Please use this identifier to cite or link to this item: https://hdl.handle.net/11147/2854
Title: MsrB1 (methionine-R-sulfoxide reductase 1) knock-out mice: Roles of MsrB1 in redox regulation and identification of a novel selenoprotein form
Authors: Fomenko, Dmitri E.
Novoselov, Sergey V.
Natarajan, Sathish Kumar
Lee, Byung Cheon
Koç, Ahmet
Carlson, Bradley A.
Lee, Tae- Hyung
Kim, Hwa-Young
Hatfield, Dolph L.
Gladyshev, Vadim N.
Keywords: Liver
Accelerated aging
Methionine sulfoxide
Redox regulation
Small interfering RNA
HEK293 cells
Publisher: American Society for Biochemistry and Molecular Biology
Source: Fomenko, D. E., Novoselov, S. V., Natarajan, S. K., Lee, B. C., Koç, A., Carlson, B. A., Lee, T. H., Kim, H. Y., Hatfield, D. L. and Gladyshev, V. N. (2009). MsrB1 (methionine-R-sulfoxide reductase 1) knock-out mice: Roles of MsrB1 in redox regulation and identification of a novel selenoprotein form.

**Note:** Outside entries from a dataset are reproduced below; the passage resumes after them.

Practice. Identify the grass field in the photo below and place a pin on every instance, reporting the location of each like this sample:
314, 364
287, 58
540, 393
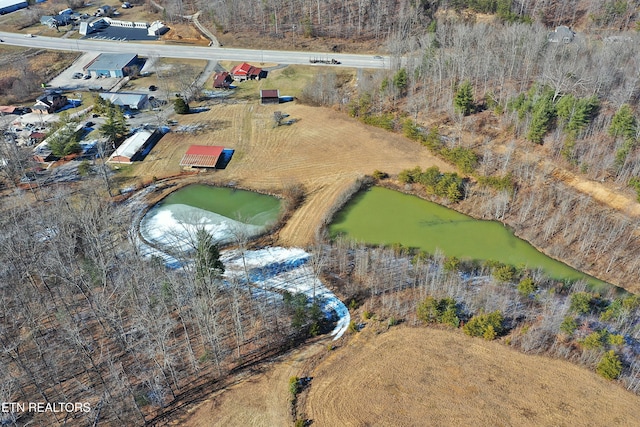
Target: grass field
417, 377
410, 375
325, 152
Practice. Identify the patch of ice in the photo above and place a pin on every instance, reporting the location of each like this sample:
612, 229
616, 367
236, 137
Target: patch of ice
175, 226
286, 269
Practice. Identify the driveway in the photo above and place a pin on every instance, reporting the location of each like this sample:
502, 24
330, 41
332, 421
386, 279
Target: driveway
65, 81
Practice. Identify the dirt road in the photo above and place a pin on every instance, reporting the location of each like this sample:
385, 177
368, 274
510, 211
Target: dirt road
325, 151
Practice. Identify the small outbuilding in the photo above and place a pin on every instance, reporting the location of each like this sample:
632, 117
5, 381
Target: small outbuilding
202, 156
157, 28
111, 65
247, 71
136, 147
49, 103
562, 34
8, 6
269, 96
222, 80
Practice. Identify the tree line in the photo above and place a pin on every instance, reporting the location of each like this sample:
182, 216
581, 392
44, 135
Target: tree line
523, 308
86, 318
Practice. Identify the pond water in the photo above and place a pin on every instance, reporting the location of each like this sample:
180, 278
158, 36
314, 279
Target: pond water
224, 212
382, 216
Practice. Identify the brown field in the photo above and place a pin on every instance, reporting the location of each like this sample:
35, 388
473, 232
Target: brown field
410, 375
419, 376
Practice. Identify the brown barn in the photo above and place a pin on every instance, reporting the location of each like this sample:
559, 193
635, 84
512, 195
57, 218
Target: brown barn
222, 80
202, 156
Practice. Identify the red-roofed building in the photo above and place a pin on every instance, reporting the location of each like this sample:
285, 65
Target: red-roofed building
222, 80
202, 156
246, 71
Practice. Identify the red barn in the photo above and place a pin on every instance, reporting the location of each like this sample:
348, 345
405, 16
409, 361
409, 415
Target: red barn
246, 71
202, 156
222, 80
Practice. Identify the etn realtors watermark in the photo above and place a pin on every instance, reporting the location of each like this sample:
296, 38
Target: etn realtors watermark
44, 407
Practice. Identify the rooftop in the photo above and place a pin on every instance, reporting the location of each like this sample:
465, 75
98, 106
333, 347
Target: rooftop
202, 156
132, 144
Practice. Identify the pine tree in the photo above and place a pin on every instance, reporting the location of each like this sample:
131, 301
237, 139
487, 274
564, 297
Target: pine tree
463, 99
610, 366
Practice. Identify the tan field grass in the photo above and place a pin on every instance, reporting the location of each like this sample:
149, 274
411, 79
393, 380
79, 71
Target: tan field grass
419, 376
325, 152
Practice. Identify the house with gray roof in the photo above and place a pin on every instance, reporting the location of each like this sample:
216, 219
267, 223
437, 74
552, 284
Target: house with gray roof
112, 65
131, 100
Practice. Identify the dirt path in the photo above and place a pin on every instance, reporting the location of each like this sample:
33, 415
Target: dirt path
600, 192
262, 399
450, 379
325, 152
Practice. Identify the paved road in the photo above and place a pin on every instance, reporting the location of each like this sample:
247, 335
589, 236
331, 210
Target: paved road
193, 52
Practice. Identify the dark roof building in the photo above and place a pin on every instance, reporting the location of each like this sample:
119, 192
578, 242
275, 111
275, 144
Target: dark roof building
49, 103
222, 80
562, 34
202, 156
269, 96
111, 64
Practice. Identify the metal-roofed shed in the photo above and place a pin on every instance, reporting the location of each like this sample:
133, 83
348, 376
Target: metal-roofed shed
135, 147
112, 64
202, 156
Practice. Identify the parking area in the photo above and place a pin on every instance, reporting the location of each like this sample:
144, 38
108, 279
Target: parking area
75, 78
121, 34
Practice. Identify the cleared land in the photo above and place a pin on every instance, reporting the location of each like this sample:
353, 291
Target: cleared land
409, 375
442, 378
325, 151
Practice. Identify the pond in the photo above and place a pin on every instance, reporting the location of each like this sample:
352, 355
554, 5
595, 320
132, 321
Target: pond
381, 216
226, 213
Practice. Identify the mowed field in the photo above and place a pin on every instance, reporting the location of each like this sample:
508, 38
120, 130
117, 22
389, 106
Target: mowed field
420, 376
417, 377
325, 151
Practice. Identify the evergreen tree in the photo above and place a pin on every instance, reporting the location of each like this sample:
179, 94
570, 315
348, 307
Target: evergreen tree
400, 80
207, 257
610, 366
463, 99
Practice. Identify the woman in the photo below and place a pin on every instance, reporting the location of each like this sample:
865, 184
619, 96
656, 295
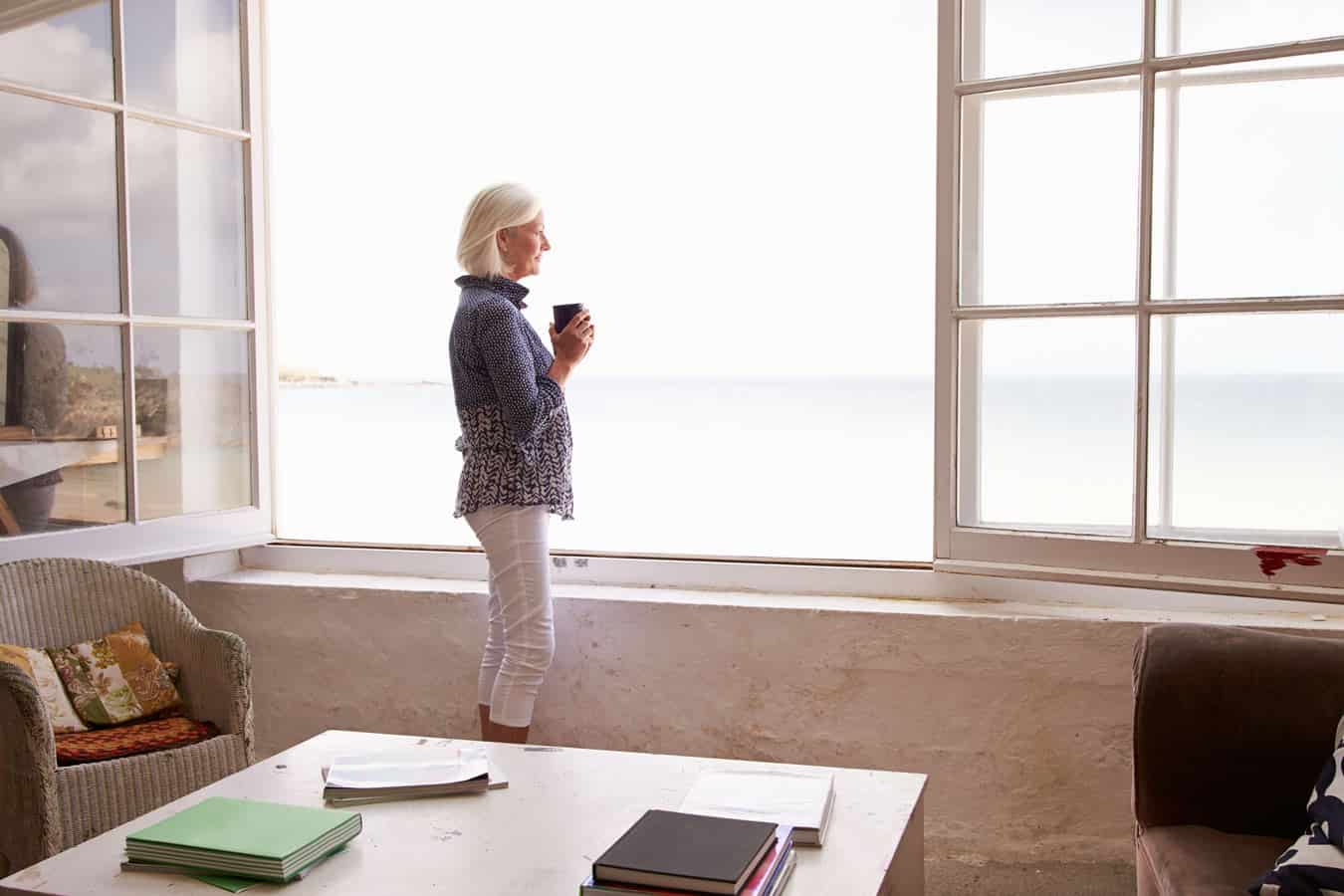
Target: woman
510, 395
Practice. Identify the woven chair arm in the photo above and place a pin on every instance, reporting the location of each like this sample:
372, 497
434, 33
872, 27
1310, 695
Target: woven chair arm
217, 681
31, 827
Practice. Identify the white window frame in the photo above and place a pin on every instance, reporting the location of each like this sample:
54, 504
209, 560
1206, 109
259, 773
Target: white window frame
146, 541
1133, 559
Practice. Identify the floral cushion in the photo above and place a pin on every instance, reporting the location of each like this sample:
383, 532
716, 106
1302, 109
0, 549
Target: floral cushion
38, 665
131, 739
115, 677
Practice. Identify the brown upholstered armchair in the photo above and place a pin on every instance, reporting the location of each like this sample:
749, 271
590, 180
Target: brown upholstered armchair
46, 807
1232, 729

Journal of Biological Chemistry, 284(9), 5986-5993. doi:10.1074/jbc.M805770200
Abstract: Protein oxidation has been linked to accelerated aging and is a contributing factor to many diseases. Methionine residues are particularly susceptible to oxidation, but the resulting mixture of methionine R-sulfoxide (Met-RO) and methionine S-sulfoxide (Met-SO) can be repaired by thioredoxin-dependent enzymes MsrB and MsrA, respectively. Here, we describe a knock-out mouse deficient in selenoprotein MsrB1, the main mammalian MsrB located in the cytosol and nucleus. In these mice, in addition to the deletion of 14-kDa MsrB1, a 5-kDa selenoprotein form was specifically removed. Further studies revealed that the 5-kDa protein occurred in both mouse tissues and human HEK 293 cells; was down-regulated by MsrB1 small interfering RNA, selenium deficiency, and selenocysteine tRNA mutations; and was immunoprecipitated and recognized by MsrB1 antibodies. Specific labeling with 75Se and mass spectrometry analyses revealed that the 5-kDa selenoprotein corresponded to the C-terminal sequence of MsrB1. The MsrB1 knock-out mice lacked both 5- and 14-kDa MsrB1 forms and showed reduced MsrB activity, with the strongest effect seen in liver and kidney. In addition, MsrA activity was decreased by MsrB1 deficiency. Liver and kidney of the MsrB1 knock-out mice also showed increased levels of malondialdehyde, protein carbonyls, protein methionine sulfoxide, and oxidized glutathione as well as reduced levels of free and protein thiols, whereas these parameters were little changed in other organs examined. Overall, this study established an important contribution of MsrB1 to the redox control in mouse liver and kidney and identified a novel form of this protein.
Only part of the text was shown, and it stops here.